Other local residents involved with NOISE include Nando Jaramillo, owner of Vermont-based Moon and Stars Arepas and an agricultural activist who is the team’s culinary curator, and artist Rachel Bernsen, the show’s choreographer.

Julia Havard, a recent Mellon Postdoctoral Fellow in the Department of Theater, is the show’s accessibility consultant. And a number of Guarini School of Graduate and Advanced Studies students and alumni are also bringing their expertise to the production: digital musics student Charles Peoples III is assistant director, and Guarini alums Piper Hill and Olivia Shortt are the associate music director and supertitle designer/Indigenous consultant, respectively.

“This isn’t only artists from New York coming to make a piece,” Alvarez says. “It’s also a community-based project.”

This production represents the realization of a dream several years in the making.
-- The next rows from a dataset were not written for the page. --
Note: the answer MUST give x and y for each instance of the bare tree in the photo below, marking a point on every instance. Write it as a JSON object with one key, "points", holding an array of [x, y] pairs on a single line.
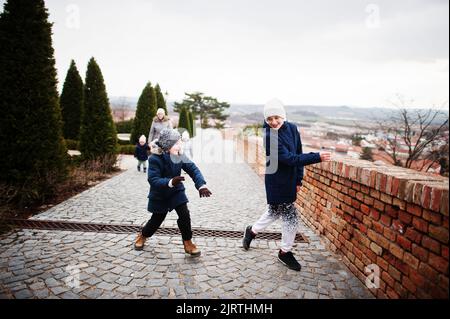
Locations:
{"points": [[416, 131]]}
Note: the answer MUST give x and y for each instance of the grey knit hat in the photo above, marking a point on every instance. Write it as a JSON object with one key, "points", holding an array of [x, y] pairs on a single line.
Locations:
{"points": [[168, 138]]}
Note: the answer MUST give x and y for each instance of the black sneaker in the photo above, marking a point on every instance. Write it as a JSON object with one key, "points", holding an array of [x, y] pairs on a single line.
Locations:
{"points": [[248, 237], [289, 260]]}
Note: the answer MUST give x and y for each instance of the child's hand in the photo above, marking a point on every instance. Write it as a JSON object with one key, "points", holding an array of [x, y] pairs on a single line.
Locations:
{"points": [[325, 156], [177, 180], [204, 192]]}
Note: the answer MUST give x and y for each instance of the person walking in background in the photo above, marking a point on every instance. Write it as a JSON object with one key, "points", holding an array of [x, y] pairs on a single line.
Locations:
{"points": [[141, 153], [284, 147], [160, 122], [187, 144]]}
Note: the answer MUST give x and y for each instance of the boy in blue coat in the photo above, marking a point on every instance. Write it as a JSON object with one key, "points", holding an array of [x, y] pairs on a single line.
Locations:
{"points": [[167, 191], [285, 163]]}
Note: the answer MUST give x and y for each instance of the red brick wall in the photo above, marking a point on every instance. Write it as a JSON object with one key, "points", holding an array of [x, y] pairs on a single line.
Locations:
{"points": [[394, 218]]}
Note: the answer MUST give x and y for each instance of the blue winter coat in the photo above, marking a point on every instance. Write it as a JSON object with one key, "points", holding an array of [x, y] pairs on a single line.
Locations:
{"points": [[161, 169], [281, 186], [141, 151]]}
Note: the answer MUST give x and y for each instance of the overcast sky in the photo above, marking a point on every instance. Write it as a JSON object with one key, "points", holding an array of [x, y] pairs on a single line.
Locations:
{"points": [[326, 52]]}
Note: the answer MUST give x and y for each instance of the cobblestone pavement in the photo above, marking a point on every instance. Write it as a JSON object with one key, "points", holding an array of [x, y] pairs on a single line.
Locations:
{"points": [[62, 264]]}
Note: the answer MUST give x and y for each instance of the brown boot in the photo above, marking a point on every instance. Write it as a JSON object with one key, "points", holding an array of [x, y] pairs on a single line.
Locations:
{"points": [[191, 249], [140, 241]]}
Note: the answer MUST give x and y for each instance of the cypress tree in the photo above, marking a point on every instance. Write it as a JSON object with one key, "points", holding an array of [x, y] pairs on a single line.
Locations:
{"points": [[33, 153], [98, 136], [160, 101], [192, 124], [145, 112], [72, 103]]}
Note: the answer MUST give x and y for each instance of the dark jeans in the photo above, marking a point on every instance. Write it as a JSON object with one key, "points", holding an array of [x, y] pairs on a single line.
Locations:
{"points": [[184, 223]]}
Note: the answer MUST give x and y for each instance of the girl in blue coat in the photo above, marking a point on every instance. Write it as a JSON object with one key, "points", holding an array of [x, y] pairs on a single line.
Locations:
{"points": [[285, 162], [167, 191]]}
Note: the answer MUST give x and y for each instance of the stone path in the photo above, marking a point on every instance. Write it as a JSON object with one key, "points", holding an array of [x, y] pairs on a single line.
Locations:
{"points": [[61, 264]]}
“I came here in in the middle of the pandemic in 2020 with the hopes that these big multidisciplinary works that I create can really find incubation and be born in the creative community of Dartmouth,” Alvarez says.

Listening, for radical possibilities

Inspiration for the show came from the book Noise: The Political Economy of Music, by French economist and social theorist Jacques Attali, which describes the musical impulse as an elemental impulse of organization, an ancient practice “that basically all human cultures participate in,” Alvarez says. “The decisions we make about how to organize ourselves are embedded in the decisions we make about how to organize sound.”

The musicians in NOISE figure that if music forecasts society, they should be able to create pieces that forecast a society they actually want to live in.

Having taken vastly different routes to the stage, in terms of both musical training and life experiences, the actors hold radically different perspectives, Alvarez says. The sounds they create together, and with the audience, are “the whole point of the show.”

“Here we are on Earth. We’re all coming from all these different perspectives. What society can we make that honors all of our different origins?”

Alvarez hopes that when audience members leave the theater, they will find themselves paying attention in a fresh new way to the sounds of people’s voices, and to who is speaking.

“What radical possibilities are available when we change our listening?” Alvarez says.